I've only ever seen the film once and that was when it was released in the cinema. I can't remember that much about it. I didn't dislike it, but I've never been bothered to watch it again either.
Back to the film, I think it left a few people a bit confused at times.
The first 30 minutes or so revolve around a cowboy and his girl riding horses and drinking in a dusty old bar. I was one of those confused. I thought this was about the space program?!
Then we have the scene were Yeager finds the X1 in the middle of the dessert with it's engines burning, and seemingly no one else around. It was so surreal. Was this really happening or a dream sequence? (No, it was real.)
Then you have the sequence in Australia where the campfire flames fly up into the night sky and suddenly we cut to John Glenn seeing "firefly's" dancing around his ship. Pretty surreal again!
Later on we have a long naked dance sequence near the end of the film that really drags on. I remember my sister-in-law leaning over and asking me, "What does this have to do with spaceships?" LOL
Not sure all these narratives worked.
The film is about the kind of men those pilots and astronauts were more than it is about the space program. Did you notice how Scott Crossfield and Chuck Yeager were "quietly" accomplishing great things but not receiving or necessarily wanting the fame the astronauts got? In fact, the astronauts are sort of looked down upon albeit in an affectionate way by the jet pilots.

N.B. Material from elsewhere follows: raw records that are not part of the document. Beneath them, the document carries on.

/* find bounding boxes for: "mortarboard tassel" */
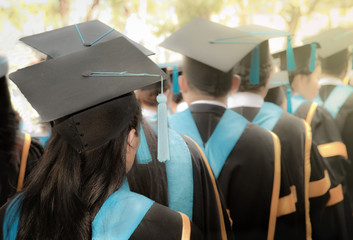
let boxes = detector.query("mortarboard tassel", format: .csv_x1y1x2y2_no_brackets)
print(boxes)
309,43,316,72
158,64,179,94
136,124,152,164
157,76,170,162
250,45,260,85
286,36,296,71
286,85,292,113
172,65,179,94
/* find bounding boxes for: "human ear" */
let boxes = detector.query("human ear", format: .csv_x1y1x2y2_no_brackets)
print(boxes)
178,75,188,93
230,75,241,93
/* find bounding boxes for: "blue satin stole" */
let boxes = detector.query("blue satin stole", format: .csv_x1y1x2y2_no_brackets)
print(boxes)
169,108,248,178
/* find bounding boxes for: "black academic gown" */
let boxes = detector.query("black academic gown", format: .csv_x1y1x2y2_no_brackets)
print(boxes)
0,132,43,207
319,84,353,239
128,120,233,240
319,85,353,193
294,101,349,240
232,105,329,240
170,103,281,240
0,194,203,240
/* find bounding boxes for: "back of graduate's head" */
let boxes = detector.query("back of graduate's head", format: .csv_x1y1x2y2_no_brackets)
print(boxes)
136,79,171,107
320,48,350,78
235,40,273,92
182,56,234,98
302,27,353,80
277,44,321,100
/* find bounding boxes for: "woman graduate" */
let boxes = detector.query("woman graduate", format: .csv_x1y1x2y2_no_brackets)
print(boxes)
0,37,201,239
0,56,43,208
273,43,349,240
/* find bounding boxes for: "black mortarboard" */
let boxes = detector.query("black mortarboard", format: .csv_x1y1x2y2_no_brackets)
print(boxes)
158,63,180,93
268,70,289,89
9,37,167,153
0,55,8,77
160,18,293,84
20,20,154,58
273,43,320,75
303,27,353,58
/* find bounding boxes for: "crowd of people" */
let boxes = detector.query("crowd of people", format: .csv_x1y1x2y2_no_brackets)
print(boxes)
1,17,353,239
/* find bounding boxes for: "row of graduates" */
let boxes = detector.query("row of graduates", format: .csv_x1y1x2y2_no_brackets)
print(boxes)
0,17,352,239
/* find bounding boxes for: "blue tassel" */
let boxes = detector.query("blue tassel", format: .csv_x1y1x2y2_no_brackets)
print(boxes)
250,45,260,85
157,77,170,162
286,85,292,113
309,43,316,72
286,36,296,71
136,124,152,164
172,65,179,94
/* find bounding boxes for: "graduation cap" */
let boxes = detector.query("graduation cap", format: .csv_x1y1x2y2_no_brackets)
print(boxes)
273,43,320,74
158,63,180,93
265,71,292,112
0,55,8,77
303,27,353,58
20,20,154,58
9,37,168,154
272,43,320,113
160,17,294,85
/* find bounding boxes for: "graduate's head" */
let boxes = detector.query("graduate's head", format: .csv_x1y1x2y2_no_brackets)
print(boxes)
9,37,167,156
320,48,350,79
182,56,234,98
273,44,321,101
160,18,252,103
303,27,353,80
235,40,273,93
135,79,171,108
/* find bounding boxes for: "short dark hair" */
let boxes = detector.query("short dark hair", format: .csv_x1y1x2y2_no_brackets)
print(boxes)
320,49,350,77
235,41,273,92
183,56,233,98
137,80,171,107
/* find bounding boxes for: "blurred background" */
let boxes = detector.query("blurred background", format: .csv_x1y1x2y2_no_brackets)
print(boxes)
1,0,353,134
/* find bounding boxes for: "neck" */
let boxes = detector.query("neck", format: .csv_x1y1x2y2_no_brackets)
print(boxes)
184,91,227,105
321,73,344,81
243,88,267,99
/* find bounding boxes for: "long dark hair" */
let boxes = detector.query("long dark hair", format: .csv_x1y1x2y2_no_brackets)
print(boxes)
10,102,141,240
127,119,169,206
0,75,18,206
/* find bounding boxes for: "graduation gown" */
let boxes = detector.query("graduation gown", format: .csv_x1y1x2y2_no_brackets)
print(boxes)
318,83,353,186
0,132,43,207
169,102,281,240
318,80,353,239
128,120,233,240
230,93,329,240
292,97,349,240
0,181,202,240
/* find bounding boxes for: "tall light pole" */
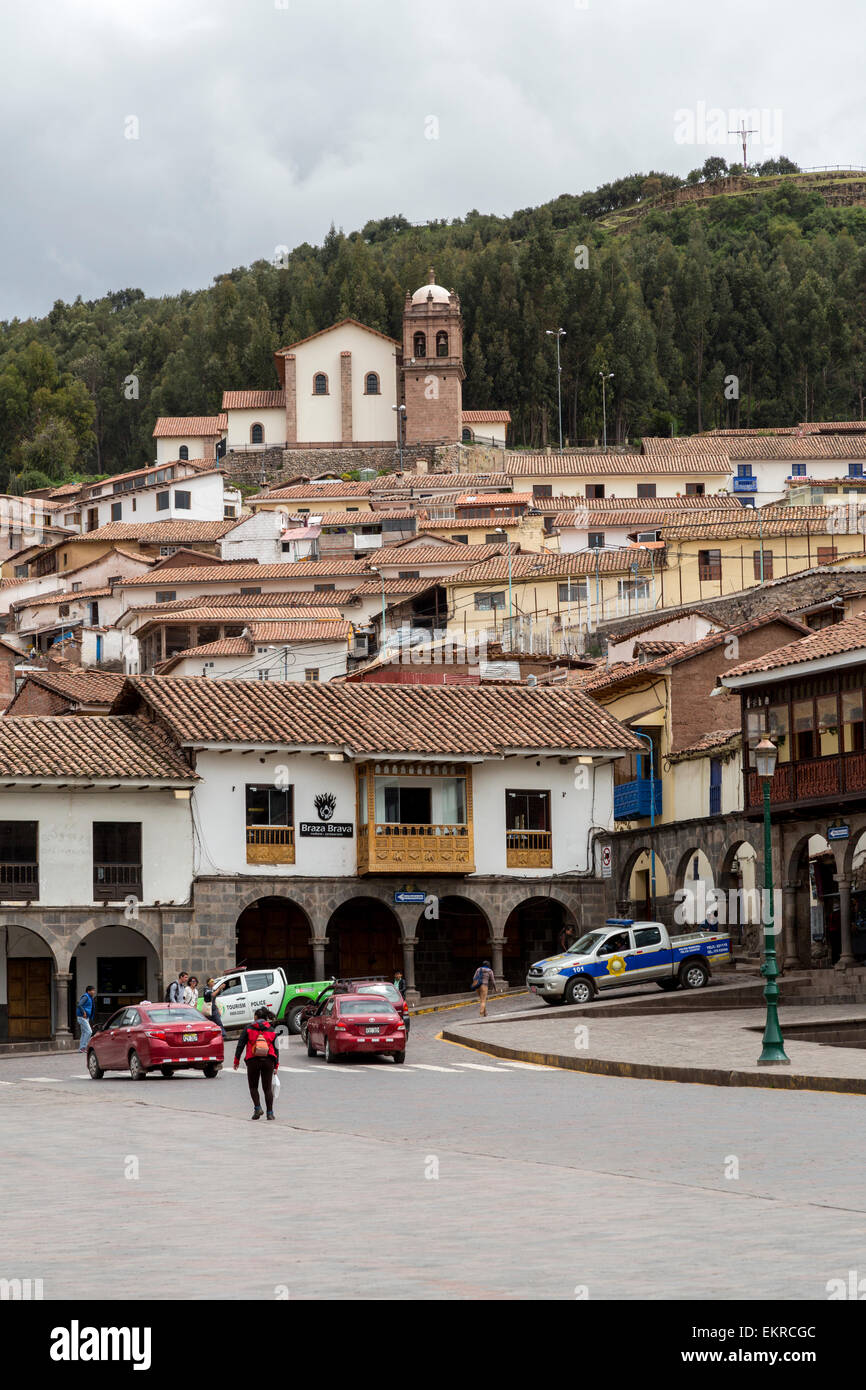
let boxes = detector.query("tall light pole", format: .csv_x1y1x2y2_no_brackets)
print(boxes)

In fact, the astronauts are sort of looked down upon albeit in an affectionate way by the jet pilots.
Yep. "SPAM in a can." I loved that line.
Sure but Yeager said in the film something to the effect, a monkey doesn't know it's being strapped to a giant bomb, and it took great courage to be an astronaut.
THE RIGHT STUFF is still my second favorite film of all time! The first time I bought it was on laserdisc from Suncoast Motion Picture Company, remember them, back in 1996. Fantastic film!
THE RIGHT STUFF is still my second favorite film of all time! The first time I bought it was on laserdisc from Suncoast Motion Picture Company, remember them, back in 1996. Fantastic film!
It's definitely my favorite American movie of the 1980s.